Fast Storage For OpenStack

Traditional disks typically support only around 10s of IO Operations Per Second (IOPs). It poses IO bottleneck in virtualized environments where you are running hundreds (or even more) of Virtual Machines (VMs) on a single hypervisor. You can easily address memory bottleneck by adding more RAM to the hypervisor. The computer bottleneck can also be solved by throwing in multiple CPUs or CPUs with more cores or hyper-threads. However, there is a limit on how many disks you can add to a physical machine. Also in case of multiple disks, they are required to be controlled by the controller which can cause the bottleneck.

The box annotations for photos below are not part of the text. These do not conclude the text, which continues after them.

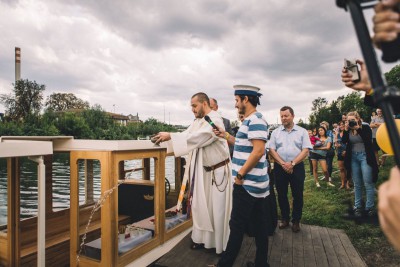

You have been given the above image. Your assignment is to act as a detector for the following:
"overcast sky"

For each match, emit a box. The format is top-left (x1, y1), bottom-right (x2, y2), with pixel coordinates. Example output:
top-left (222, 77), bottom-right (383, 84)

top-left (0, 0), bottom-right (394, 125)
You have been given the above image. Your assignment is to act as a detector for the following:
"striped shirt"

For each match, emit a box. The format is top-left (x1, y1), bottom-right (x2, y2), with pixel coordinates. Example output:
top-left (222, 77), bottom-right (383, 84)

top-left (232, 112), bottom-right (269, 198)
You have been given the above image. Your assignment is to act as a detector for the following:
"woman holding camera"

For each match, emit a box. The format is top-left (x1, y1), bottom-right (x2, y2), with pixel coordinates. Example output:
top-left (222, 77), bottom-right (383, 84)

top-left (310, 126), bottom-right (335, 188)
top-left (334, 121), bottom-right (350, 189)
top-left (342, 111), bottom-right (378, 217)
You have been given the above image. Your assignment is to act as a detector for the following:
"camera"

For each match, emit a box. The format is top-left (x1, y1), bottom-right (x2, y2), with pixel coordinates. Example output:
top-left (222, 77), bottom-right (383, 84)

top-left (344, 58), bottom-right (360, 83)
top-left (349, 120), bottom-right (357, 128)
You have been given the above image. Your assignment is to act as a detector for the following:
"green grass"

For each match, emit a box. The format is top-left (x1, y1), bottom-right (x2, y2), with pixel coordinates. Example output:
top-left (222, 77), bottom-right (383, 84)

top-left (289, 157), bottom-right (400, 266)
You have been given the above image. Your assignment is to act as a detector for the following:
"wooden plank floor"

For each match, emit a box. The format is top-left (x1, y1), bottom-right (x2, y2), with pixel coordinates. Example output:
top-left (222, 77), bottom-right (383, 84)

top-left (151, 224), bottom-right (367, 267)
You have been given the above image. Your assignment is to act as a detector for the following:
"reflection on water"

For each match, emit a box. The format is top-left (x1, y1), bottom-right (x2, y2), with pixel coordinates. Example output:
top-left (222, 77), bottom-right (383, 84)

top-left (0, 153), bottom-right (175, 225)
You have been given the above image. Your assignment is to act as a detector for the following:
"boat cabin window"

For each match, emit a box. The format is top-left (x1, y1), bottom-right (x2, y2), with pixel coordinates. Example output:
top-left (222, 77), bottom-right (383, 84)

top-left (0, 158), bottom-right (8, 230)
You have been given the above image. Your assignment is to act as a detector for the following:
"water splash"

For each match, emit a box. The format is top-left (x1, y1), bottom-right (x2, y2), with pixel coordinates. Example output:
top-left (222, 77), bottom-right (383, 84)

top-left (76, 180), bottom-right (125, 266)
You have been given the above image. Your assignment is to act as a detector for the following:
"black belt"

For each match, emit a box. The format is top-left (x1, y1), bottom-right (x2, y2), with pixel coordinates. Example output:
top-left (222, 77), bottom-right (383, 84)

top-left (203, 158), bottom-right (230, 172)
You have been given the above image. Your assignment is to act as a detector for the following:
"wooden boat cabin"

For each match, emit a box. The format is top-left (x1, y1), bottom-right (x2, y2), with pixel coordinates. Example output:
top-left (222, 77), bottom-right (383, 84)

top-left (0, 137), bottom-right (192, 266)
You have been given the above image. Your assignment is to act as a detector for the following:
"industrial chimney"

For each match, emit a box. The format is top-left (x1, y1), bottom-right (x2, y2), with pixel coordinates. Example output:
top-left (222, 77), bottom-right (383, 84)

top-left (15, 47), bottom-right (21, 81)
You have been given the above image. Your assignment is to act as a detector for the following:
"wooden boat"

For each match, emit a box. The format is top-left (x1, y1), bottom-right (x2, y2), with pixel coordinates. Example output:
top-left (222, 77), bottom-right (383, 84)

top-left (0, 136), bottom-right (192, 266)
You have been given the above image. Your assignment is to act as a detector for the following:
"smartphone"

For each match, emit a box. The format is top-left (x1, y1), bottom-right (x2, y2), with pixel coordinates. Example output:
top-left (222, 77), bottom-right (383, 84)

top-left (344, 58), bottom-right (360, 83)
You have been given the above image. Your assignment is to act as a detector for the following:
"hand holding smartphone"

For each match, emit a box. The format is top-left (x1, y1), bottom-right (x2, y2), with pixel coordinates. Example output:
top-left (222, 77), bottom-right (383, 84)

top-left (344, 58), bottom-right (360, 83)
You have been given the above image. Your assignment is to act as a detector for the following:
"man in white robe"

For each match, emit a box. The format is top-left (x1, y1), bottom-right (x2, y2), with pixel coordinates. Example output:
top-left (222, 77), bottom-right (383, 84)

top-left (156, 93), bottom-right (232, 254)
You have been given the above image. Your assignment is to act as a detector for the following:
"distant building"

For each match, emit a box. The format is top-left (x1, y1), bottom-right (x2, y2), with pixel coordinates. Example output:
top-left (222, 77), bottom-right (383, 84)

top-left (56, 108), bottom-right (129, 126)
top-left (127, 113), bottom-right (142, 123)
top-left (106, 112), bottom-right (129, 126)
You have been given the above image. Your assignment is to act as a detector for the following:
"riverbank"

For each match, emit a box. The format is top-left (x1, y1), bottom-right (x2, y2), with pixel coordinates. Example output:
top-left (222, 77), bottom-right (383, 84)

top-left (302, 157), bottom-right (400, 267)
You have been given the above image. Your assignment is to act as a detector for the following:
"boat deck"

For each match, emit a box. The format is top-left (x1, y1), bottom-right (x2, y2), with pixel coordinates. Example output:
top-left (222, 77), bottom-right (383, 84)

top-left (153, 224), bottom-right (367, 267)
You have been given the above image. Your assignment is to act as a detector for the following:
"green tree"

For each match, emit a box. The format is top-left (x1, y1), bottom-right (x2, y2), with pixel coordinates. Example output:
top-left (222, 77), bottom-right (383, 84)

top-left (56, 112), bottom-right (95, 139)
top-left (385, 65), bottom-right (400, 89)
top-left (45, 93), bottom-right (89, 111)
top-left (309, 91), bottom-right (372, 127)
top-left (0, 80), bottom-right (46, 120)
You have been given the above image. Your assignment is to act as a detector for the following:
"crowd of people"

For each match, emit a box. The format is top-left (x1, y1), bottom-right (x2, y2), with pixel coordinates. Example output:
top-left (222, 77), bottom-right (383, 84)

top-left (151, 0), bottom-right (400, 267)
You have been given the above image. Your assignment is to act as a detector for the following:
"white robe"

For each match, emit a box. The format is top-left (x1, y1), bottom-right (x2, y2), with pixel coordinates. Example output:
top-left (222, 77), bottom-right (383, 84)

top-left (167, 111), bottom-right (232, 254)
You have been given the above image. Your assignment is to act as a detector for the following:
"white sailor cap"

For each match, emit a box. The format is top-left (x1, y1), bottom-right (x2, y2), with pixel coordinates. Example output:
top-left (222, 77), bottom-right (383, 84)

top-left (233, 85), bottom-right (262, 97)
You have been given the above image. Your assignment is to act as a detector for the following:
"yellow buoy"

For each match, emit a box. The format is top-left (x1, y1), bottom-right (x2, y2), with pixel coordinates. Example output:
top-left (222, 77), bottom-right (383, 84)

top-left (376, 120), bottom-right (400, 155)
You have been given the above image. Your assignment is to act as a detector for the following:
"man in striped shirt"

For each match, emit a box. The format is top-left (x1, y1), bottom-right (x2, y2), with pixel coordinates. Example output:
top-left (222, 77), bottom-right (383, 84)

top-left (214, 85), bottom-right (269, 267)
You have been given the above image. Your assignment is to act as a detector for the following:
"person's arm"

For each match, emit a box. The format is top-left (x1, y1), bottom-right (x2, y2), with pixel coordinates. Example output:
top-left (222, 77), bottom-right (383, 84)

top-left (314, 137), bottom-right (332, 150)
top-left (213, 126), bottom-right (235, 146)
top-left (235, 139), bottom-right (265, 184)
top-left (372, 0), bottom-right (400, 45)
top-left (292, 148), bottom-right (309, 168)
top-left (378, 167), bottom-right (400, 251)
top-left (342, 59), bottom-right (372, 95)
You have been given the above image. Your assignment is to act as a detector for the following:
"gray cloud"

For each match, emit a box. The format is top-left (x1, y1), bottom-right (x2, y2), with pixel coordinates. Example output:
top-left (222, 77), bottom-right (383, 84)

top-left (0, 0), bottom-right (396, 124)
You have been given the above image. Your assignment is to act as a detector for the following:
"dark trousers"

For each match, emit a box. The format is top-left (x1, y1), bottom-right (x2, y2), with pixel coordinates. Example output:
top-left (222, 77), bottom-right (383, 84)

top-left (326, 151), bottom-right (335, 177)
top-left (218, 184), bottom-right (269, 267)
top-left (274, 162), bottom-right (306, 222)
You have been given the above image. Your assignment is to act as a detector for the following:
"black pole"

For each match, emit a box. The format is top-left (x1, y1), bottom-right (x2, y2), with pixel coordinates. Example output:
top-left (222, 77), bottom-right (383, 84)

top-left (347, 0), bottom-right (400, 167)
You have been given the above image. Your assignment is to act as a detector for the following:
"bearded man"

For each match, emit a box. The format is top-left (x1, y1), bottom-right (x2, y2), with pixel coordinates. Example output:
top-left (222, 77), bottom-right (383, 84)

top-left (155, 92), bottom-right (232, 254)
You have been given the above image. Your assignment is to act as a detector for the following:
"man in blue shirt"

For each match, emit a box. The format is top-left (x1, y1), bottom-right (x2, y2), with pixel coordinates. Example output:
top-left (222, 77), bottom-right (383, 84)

top-left (214, 85), bottom-right (270, 267)
top-left (269, 106), bottom-right (312, 233)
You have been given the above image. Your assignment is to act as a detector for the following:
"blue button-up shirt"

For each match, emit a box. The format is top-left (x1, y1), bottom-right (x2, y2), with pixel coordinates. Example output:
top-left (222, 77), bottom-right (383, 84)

top-left (268, 125), bottom-right (312, 162)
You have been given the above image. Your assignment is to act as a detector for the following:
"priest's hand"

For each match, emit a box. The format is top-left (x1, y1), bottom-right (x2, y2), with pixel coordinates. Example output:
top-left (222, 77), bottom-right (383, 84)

top-left (282, 162), bottom-right (293, 174)
top-left (155, 132), bottom-right (171, 144)
top-left (235, 177), bottom-right (244, 185)
top-left (213, 126), bottom-right (225, 138)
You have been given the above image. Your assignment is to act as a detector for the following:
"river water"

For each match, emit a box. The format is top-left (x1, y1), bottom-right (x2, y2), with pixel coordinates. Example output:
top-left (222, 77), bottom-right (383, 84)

top-left (0, 153), bottom-right (175, 225)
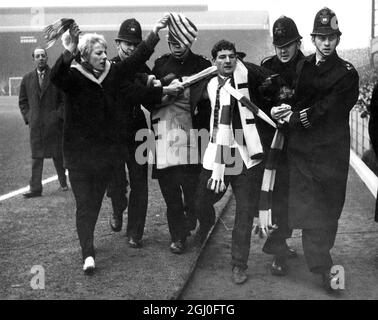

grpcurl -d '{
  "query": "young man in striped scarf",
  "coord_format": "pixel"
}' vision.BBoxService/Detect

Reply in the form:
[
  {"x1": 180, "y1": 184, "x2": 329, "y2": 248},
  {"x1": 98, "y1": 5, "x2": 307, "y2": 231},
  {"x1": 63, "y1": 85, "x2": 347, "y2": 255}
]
[{"x1": 192, "y1": 40, "x2": 269, "y2": 284}]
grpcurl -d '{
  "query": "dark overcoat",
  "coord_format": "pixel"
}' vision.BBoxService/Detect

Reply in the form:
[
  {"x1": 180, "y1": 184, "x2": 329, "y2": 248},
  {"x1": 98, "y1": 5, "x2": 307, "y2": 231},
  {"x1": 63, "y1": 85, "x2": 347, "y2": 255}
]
[
  {"x1": 51, "y1": 33, "x2": 162, "y2": 170},
  {"x1": 19, "y1": 67, "x2": 64, "y2": 158},
  {"x1": 288, "y1": 52, "x2": 359, "y2": 229}
]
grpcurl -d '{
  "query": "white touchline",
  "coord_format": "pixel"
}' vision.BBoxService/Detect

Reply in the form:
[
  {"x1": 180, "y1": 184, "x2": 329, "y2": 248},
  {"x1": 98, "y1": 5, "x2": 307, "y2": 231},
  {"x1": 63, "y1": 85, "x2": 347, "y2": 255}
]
[
  {"x1": 350, "y1": 149, "x2": 378, "y2": 197},
  {"x1": 0, "y1": 175, "x2": 58, "y2": 201}
]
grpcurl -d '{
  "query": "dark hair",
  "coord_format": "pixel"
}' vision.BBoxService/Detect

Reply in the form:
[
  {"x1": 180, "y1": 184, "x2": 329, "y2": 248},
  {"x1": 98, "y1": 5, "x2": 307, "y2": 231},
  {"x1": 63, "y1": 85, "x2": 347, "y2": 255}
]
[
  {"x1": 32, "y1": 46, "x2": 47, "y2": 58},
  {"x1": 211, "y1": 39, "x2": 236, "y2": 59}
]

Some aspects of this bottleneck are due to physical movement constraints of the rotating disks. One way to address this issue is to leverage storage tiering with faster SSD (Solid-State Drives) and Software Defined Storage (SDS).  This solution is also more efficient than the approach taken earlier by storage arrays. The storage arrays are typically expensive and have lock-in problem. Their management and maintenance are also challenging. Their upgrade is quite an ordeal.

This approach utilizes the SSDs connected to the physical machine for providing write as well as a read cache to the VMs running on the same physical machine. The SSDs are multiple order of magnitude faster than Hard Disk Drive (HDD)s. However, they are currently significantly more expensive than HDDs. For this reason, we augment the (say 12 TB of) HDDs with small (say about ½ TB of) SSD cache in this fast storage.  This storage is exposed as an NFS Store so that it can be easily configured and managed with any virtualization platform like VMWare, KVM, etc. It can also be configured with NFS driver to deploy OpenStack Cinder.

The file system interface between NFS and custom Block Device Driver (BDD) is managed by User level Filesystem (FUSE). All the file system calls from all the VMs on the hypervisor are intercepted using FUSE. FUSE also provides the interface between kernel space to user space. FUSE has two components: a kernel module and a user-space library (libfuse) with which applications can be built. The kernel module exposes a filesystem interface to the kernel and reroutes all the filesystem calls to the user-space library via a character device (/dev/fuse).  The FUSE user-space library is multi-threaded. It routes the calls to BDD. Thus all the VM IOs are processed by the BDD in userland. It gives us the freedom to implement custom BDD in user land which is easy to develop, maintain and manage. For this we trade-off a small performance penalty which does not have much impact on the overall solution as beyond the achieved IO speed-up other bottlenecks like memory and CPU will start creeping in.

The create, delete, open, close, read, write, flush calls are handled by the custom BDD. The write calls, dealt with by the custom BDD, write to high endurance write SSD cache for low latency. The writers are laid out as a transactional log. Every write gets acknowledged only after it is committed to the SSD providing the desired low write latency. The data on SSD is periodically flushed to the hard disk on the staging area in the background (outside of the IO path of the end user application / Operating System). The staged data is further processed periodically in the background to achieve deduplication across all the VMs running on the hypervisor. The data can also be archived in an object store over the cloud.

Multiple storage servers are run in an active-passive failover cluster mode to avoid a single point of failure. Each storage server in this cluster as SSDs. The SSD from active storage server in the cluster is continuously replicated to the standby SSD server in the cluster. This continuous replication guard against failure on the active SSD while the primary storage of running VMs is being served out of it. The staging and deduped data are stored on a GLuster FS cluster to guard against the disks going bad while the VMs are running.

We have implemented and deployed this solution with standard SSD on our in-house OpenStack deployment and here is the performance comparison:

The fast storage is almost hundred times faster than the one with local disk. It means that we can run hundreds of VMs without causing any IO bottleneck or be noticing any unresponsiveness on the VMs. It also means that VMs can be launched much faster and run IO intensive loads efficiently. This improvement can be enhanced further. E.g., current Openstack NFS driver for Cinder is fairly new and is being tuned for better performance. It also scales further with more VMs. The same software stack provides additional secondary storage capabilities like snapshot, backup, archival without causing much overhead on primary production storage. This storage can also be deployed for other platforms like VMWare, KVM, etc. it can easily be extended as an acceleration for any storage like object store, etc.